Category Archives: Teaching 2017_2018

The best and the brightest

Monday’s circle began, as it always does, with a weekend update — what did you get up to this weekend — and a second question: what did you do to compete with the best and brightest? I prefaced this by talking about the potential I see in all of them and how I want them to someday be their best selves.

I wanted to highlight the fact that they are competing against children who spend far more time reading, writing, and thinking about their schoolwork. This is a hard one to do in circle: I didn’t want to produce automatic adolescent us vs. them stuff but I also didn’t want anyone believing that they’ve made it already. The intense, relationship based culture of our school allows us to see the immense potential of all students. Potential is just potential, though, and nothing’s sadder than when it goes unrealized.

It’s about creating the situation where you realize you need to work harder.

(Also, I’ve not forgotten how the so-called best and the brightest made a hash out of a war. )

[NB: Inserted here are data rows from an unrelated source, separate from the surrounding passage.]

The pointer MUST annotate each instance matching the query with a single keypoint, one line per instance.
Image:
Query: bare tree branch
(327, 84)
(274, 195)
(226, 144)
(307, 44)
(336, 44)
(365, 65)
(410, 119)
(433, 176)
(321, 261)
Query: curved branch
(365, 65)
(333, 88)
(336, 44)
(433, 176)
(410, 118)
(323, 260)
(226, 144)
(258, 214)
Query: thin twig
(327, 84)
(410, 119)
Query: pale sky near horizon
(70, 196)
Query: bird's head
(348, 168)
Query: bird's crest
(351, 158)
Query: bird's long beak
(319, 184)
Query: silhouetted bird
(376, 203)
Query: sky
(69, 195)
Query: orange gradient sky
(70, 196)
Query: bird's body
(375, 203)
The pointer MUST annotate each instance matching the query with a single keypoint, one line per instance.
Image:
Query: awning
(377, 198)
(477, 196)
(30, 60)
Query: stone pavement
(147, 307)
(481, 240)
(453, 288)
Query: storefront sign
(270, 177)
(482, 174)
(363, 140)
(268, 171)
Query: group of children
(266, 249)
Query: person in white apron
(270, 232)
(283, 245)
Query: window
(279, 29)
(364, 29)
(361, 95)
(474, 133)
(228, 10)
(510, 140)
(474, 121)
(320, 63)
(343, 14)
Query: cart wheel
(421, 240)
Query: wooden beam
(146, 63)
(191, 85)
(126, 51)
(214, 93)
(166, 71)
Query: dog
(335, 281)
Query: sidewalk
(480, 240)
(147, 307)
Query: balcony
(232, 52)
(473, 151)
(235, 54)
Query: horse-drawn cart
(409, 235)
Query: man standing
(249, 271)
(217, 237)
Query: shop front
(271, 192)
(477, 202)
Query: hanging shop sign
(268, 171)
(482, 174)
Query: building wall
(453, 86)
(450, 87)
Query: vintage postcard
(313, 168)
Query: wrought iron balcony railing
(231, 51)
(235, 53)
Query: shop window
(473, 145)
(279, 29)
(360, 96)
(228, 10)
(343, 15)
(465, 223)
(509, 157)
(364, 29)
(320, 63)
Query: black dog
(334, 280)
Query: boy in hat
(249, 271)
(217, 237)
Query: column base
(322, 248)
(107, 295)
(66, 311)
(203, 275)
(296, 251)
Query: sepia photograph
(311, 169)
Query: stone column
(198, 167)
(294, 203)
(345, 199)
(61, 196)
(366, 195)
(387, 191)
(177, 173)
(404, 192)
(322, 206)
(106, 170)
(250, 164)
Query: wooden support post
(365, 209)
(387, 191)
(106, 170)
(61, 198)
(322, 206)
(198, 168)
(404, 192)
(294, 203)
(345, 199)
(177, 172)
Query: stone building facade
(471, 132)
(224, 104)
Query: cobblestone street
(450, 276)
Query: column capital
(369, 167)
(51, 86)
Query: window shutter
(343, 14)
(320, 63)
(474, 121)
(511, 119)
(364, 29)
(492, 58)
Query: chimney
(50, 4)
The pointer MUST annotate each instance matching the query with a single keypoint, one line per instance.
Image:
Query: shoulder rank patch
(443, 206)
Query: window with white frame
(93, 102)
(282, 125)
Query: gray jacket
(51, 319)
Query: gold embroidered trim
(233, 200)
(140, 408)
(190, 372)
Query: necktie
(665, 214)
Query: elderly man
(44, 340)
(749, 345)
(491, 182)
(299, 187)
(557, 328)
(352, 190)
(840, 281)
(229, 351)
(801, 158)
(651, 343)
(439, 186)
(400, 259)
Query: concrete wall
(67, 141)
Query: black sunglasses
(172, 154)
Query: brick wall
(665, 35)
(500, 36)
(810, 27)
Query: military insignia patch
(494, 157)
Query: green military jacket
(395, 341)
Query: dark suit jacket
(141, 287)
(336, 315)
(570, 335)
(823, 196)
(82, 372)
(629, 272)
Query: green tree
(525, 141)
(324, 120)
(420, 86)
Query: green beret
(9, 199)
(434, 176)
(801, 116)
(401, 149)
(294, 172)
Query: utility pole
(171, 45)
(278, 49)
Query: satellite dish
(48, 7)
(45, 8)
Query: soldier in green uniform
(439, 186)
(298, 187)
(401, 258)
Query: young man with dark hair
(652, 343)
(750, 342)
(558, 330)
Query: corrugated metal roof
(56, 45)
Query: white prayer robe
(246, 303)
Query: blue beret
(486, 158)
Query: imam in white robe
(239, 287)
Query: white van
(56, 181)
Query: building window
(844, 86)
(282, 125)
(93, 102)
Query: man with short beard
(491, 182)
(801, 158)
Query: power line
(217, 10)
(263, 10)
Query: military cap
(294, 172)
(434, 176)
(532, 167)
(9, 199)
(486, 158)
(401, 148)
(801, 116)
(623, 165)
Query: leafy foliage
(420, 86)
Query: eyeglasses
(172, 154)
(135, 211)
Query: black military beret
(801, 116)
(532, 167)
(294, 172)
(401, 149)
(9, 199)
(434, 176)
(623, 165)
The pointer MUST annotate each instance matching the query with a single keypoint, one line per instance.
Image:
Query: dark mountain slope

Transfer: one skill to another

One of my big questions for the week is how we bring work we do in one sphere of our lives into another. In other words, do the skills we cultivate in our home matter for what we do at school? The skills we make on the playing field or in the rehearsal room — how do they make our project work, our academic work, our life work better? Do they? What transfers? What doesn’t transfer?

It’s surprisingly difficult to get people to identify things they’re good at, particularly in public, so we wrote first: name three things you’re good at, one from home, one from school, and one from everywhere else. Then we turned to the ways in which those skills/those strengths do support project work and the way they don’t.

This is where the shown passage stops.